Pour les organismes notifiés, l’extension des listes devrait contribuer à réduire la charge d’évaluation sur certains dispositifs matures. Cette évolution pourrait permettre de concentrer davantage les ressources sur les dispositifs innovants, complexes ou à profil de risque plus élevé.

Un enjeu important subsiste néanmoins : l’harmonisation des pratiques. Les critères d’interprétation relatifs aux technologies éprouvées, à la suffisance des données cliniques ou au niveau d’accès aux données devront être appliqués de manière cohérente entre organismes notifiés.

Autorités compétentes

Pour les autorités, ces actes délégués traduisent une volonté d’améliorer l’efficacité du système MDR sans affaiblir ses exigences fondamentales. La Commission indique que l’approche vise à rendre certaines exigences plus proportionnées et à réduire la charge pour les fabricants, dans le cadre de son agenda de simplification.

4. Points de vigilance réglementaire

Ces exemptions doivent être interprétées avec prudence. Elles ne constituent ni une dispense d’évaluation clinique, ni une réduction générale des exigences MDR.

Plusieurs points doivent faire l’objet d’une attention particulière :

  1. L’évaluation clinique reste obligatoire. Le CER demeure requis et doit démontrer la conformité aux exigences générales de sécurité et de performance.
  2. La suffisance des données cliniques doit être justifiée. Le fabricant doit démontrer que les données existantes sont pertinentes, robustes, actuelles et applicables au dispositif évalué.
  3. L’équivalence doit être maîtrisée. Le MDCG 2023-7 rappelle que l’utilisation de données issues de dispositifs équivalents suppose un niveau d’accès suffisant aux données permettant de justifier l’équivalence clinique, technique et biologique.
  4. Les spécifications communes restent déterminantes lorsqu’elles existent. L’exemption prévue à l’article 61(6)(b) est liée à la conformité aux spécifications communes applicables, le cas échéant.
  5. Les guidances MDCG demeurent essentielles. La Commission précise que les documents MDCG, bien que non juridiquement contraignants, expriment une compréhension commune destinée à favoriser une application efficace et harmonisée du MDR.

5. Recommandations opérationnelles

Les fabricants concernés devraient rapidement procéder à une revue de portefeuille afin d’identifier les dispositifs potentiellement éligibles aux nouvelles exemptions. Cette revue devrait couvrir la classification, la correspondance avec les listes actualisées, l’historique clinique, les données de surveillance après commercialisation, les réclamations, les tendances de vigilance et l’état de l’art.
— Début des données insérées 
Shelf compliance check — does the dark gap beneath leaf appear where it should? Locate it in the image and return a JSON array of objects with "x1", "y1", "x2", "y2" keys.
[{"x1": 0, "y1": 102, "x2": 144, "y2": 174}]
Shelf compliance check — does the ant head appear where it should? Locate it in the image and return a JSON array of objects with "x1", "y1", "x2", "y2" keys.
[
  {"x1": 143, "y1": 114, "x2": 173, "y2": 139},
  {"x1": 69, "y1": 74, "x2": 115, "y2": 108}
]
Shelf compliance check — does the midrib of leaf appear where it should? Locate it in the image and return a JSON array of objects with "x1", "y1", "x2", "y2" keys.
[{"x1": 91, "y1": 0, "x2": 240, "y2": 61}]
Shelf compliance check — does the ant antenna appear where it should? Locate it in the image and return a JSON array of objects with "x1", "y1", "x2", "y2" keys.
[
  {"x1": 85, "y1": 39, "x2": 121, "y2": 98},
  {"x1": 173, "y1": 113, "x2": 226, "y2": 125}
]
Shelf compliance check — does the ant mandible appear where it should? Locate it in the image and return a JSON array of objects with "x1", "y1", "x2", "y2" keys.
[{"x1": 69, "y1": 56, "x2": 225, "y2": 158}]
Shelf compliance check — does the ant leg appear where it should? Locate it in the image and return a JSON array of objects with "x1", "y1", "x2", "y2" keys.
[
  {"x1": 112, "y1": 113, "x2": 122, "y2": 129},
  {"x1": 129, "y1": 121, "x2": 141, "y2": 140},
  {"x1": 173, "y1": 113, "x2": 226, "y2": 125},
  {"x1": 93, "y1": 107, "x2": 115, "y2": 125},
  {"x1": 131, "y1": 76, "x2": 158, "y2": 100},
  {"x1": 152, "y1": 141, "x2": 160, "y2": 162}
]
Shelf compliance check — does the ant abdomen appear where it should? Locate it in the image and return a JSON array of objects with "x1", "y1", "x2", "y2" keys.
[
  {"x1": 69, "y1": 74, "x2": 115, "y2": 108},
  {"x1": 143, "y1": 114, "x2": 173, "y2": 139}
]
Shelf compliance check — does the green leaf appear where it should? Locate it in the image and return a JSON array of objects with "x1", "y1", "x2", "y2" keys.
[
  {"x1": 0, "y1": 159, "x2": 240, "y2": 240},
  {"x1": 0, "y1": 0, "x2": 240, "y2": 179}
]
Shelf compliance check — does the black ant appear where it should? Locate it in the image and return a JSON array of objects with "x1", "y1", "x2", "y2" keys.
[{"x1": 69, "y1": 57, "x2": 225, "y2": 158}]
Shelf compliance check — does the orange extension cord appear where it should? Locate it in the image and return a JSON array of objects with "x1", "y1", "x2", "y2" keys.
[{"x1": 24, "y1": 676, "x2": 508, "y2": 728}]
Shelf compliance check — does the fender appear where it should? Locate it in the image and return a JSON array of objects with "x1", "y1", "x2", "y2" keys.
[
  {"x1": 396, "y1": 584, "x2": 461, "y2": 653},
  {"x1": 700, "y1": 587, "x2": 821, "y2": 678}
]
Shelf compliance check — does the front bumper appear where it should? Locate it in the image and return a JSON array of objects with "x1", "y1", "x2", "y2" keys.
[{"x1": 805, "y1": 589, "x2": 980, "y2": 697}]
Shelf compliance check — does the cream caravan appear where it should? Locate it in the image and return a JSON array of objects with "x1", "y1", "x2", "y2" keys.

Il est également recommandé de mettre à jour les plans d’évaluation clinique, les CER, les plans PMCF et, le cas échéant, les stratégies de soumission auprès des organismes notifiés. Toute revendication d’exemption devrait être accompagnée d’une justification réglementaire dédiée, traçable et défendable lors de l’évaluation MDR.

Conclusion

L’adoption des règlements délégués (UE) 2026/1451 et (UE) 2026/1359 marque une évolution importante dans l’application du MDR. La Commission européenne introduit une approche plus proportionnée pour certains dispositifs médicaux matures, en reconnaissant explicitement la place des technologies éprouvées dans la charge réglementaire applicable.

Cette évolution peut contribuer à fluidifier les processus de certification et à réduire certaines redondances cliniques ou documentaires. Elle ne modifie toutefois pas le socle du MDR : la démonstration clinique, la conformité aux exigences générales de sécurité et de performance, la documentation technique et la surveillance post-commercialisation restent pleinement exigibles.

Références réglementaires principales

Règlement délégué (UE) 2026/1451 de la Commission du 20 mars 2026, modifiant le MDR concernant la liste des dispositifs implantables et de classe III exemptés de l’obligation de conduire des investigations cliniques.

Règlement délégué (UE) 2026/1359 de la Commission du 20 mars 2026, modifiant le MDR concernant la liste des dispositifs implantables de classe IIb exemptés de l’évaluation de la documentation technique pour chaque dispositif.

Commission européenne, publication des actes délégués relatifs aux technologies éprouvées sous MDR.

MDCG 2023-7, guidance sur les exemptions d’investigations cliniques au titre de l’article 61(4)-(6) MDR et sur le niveau d’accès suffisant aux données d’équivalence.